05
Dec

Cold Weather Doesn't Freeze Out California's Illegal Farm Workers

Published on December 5th, 2007

By Maria Fotopoulos, CAPS Senior Writing Fellow
January 2007

When life gives you lemons, make lemonade. Or as Gov. Arnold Schwarzenegger learned when he visited a citrus farm to assess the weather damage from California’s devastating cold spell this month, you can still make juice when the oranges turn to mush.

The crisis has given Gov. Schwarzenegger the opportunity to play a familiar role, hero, and do what appears to be the compassionate thing for thousands of California farm workers, including those laboring here illegally, while keeping true to his position that the federal government holds the responsibility for dealing with illegal immigration.

Layoffs are expected and many workers have been “idled” through this natural disaster. The freezing temperatures have impacted an estimated 16,000 citrus pickers, farmers and packinghouse workers.

All farm workers, regardless of their legal status, will be eligible for assistance that will be made available to bridge needs created from the freeze. "Everyone will get help," the governor said during his trip to see firsthand the weather impacts in Fresno. “I think we have to reach out to everyone,” he said. “We are not here collecting immigration statuses.”

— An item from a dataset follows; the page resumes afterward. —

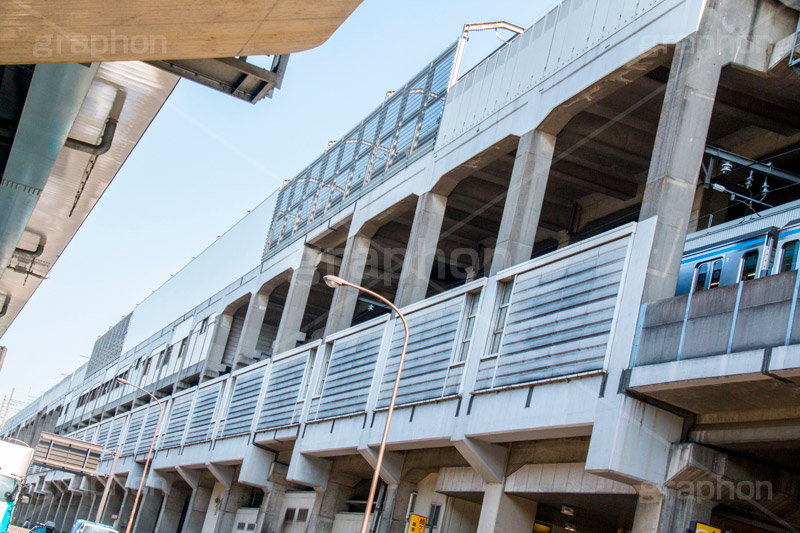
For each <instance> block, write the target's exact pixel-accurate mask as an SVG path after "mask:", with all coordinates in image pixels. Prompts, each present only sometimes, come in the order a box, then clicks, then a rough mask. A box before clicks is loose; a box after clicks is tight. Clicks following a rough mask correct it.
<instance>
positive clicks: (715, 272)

It’s been estimated that 70 percent of California’s farm workers are illegal aliens.

Henry Renteria, California’s emergency services director, added on Tuesday that the state would be prepared to address emergency unemployment insurance.

Currently, unemployment compensation is not payable to workers illegally employed in the United States

Also pitching in to help is State Sen. Abel Maldonado, R-Santa Maria. The senior son of immigrant field workers and a believer in the Sueño Americano, Maldonado is proposing modifying unemployment benefits for farm workers laid off during the freezes so that they can earn up to $200 a week without benefits being cut (current law only allows $25 per week earnings while collecting unemployment benefits).

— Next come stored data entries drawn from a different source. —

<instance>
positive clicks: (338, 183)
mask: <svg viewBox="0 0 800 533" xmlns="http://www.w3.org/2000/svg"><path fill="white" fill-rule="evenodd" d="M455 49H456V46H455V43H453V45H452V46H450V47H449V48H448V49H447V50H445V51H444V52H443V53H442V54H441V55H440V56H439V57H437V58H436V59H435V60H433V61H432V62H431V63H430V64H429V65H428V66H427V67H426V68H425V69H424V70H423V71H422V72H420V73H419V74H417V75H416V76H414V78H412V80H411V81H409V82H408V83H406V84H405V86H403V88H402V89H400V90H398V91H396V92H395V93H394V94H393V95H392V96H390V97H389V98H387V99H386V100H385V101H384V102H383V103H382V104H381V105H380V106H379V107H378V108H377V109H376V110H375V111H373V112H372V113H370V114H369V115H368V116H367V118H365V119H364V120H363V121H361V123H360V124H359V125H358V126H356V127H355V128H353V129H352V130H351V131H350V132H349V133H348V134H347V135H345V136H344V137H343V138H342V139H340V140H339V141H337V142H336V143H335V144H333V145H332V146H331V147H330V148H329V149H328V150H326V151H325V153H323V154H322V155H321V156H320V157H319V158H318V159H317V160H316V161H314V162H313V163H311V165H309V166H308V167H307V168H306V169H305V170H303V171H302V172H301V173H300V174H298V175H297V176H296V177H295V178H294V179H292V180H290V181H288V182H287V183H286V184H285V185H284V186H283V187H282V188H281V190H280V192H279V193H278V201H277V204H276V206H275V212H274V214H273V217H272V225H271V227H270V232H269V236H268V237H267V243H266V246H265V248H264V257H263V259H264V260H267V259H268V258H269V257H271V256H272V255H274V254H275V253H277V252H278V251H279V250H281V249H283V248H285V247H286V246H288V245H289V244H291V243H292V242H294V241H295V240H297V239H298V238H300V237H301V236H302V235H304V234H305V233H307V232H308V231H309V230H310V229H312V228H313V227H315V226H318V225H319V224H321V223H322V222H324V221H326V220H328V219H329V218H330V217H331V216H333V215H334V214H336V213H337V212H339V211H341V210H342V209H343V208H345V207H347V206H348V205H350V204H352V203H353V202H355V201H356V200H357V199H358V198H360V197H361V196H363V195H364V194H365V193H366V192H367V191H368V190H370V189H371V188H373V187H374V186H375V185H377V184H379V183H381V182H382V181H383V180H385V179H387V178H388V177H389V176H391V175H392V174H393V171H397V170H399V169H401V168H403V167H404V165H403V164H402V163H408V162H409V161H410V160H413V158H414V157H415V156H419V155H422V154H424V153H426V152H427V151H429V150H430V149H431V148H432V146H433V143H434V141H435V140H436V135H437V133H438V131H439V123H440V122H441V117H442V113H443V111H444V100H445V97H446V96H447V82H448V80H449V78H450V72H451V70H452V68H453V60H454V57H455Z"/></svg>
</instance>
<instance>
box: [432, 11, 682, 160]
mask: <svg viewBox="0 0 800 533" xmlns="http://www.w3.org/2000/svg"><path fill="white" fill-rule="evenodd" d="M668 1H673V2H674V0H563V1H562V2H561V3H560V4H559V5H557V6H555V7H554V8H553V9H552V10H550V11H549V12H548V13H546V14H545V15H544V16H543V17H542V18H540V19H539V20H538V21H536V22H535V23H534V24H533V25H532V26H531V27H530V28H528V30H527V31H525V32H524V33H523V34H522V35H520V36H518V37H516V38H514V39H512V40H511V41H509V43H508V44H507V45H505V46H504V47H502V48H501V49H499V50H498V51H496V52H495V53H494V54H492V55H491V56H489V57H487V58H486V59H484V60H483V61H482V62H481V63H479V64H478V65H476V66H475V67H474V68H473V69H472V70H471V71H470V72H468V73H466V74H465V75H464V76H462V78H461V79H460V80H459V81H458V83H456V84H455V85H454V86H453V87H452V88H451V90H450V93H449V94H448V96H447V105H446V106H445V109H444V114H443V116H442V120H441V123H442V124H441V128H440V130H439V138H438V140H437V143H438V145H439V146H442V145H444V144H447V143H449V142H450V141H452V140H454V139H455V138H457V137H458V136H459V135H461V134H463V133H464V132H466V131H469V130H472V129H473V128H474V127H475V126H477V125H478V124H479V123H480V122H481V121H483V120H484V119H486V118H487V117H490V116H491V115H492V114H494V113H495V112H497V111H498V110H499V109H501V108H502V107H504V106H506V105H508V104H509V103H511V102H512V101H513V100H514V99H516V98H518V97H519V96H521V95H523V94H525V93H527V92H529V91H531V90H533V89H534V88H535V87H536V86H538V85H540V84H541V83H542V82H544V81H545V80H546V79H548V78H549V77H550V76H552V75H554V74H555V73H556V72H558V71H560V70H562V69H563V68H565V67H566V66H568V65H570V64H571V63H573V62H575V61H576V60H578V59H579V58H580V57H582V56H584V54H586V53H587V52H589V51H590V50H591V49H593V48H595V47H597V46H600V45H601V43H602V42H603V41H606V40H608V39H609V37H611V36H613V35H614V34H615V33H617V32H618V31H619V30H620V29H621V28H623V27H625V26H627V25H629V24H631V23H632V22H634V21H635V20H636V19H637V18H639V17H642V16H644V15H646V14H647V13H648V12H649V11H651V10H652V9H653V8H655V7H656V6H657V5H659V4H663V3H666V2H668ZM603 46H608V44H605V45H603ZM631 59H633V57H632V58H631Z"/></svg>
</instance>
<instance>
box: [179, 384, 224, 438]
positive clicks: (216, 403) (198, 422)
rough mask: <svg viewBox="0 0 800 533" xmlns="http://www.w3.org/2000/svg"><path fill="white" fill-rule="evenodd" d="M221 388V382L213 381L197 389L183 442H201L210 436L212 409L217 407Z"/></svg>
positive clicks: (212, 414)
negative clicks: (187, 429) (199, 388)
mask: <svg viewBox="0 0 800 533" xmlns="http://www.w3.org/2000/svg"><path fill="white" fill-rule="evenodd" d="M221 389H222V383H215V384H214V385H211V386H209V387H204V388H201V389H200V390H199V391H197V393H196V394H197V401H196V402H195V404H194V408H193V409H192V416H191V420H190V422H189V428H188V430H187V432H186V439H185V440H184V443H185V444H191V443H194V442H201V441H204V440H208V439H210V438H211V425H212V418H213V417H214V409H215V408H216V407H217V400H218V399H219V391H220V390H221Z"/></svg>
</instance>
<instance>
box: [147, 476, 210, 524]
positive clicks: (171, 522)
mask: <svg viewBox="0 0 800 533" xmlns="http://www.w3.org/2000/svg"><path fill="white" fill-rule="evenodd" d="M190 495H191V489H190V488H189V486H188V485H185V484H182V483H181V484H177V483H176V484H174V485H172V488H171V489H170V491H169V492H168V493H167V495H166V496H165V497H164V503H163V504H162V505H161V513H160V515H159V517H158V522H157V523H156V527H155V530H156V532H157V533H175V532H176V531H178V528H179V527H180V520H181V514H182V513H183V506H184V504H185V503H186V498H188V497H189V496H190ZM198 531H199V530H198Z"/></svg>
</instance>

Agri-business, illegal alien farm workers and supporters of illegal immigration will be pleased by this emergency relief. And critics will be hard-pressed to vocalize criticism on this topic; it’s certainly not nice to be mean when people are suffering and seeking state shelters just to stay warm. Thus, that taxpayer funds will go to illegal aliens likely will slide as an issue, as will the question, why doesn’t the agriculture industry take care of its own?

The relief situation does merit noting though as just one more example of the ancillary problems created by having a huge illegal workforce in the United States. The grey zone continues to enlarge, while the law of unintended consequences does its magic again and the governor plays the state’s issue versus federal issue successfully one more time.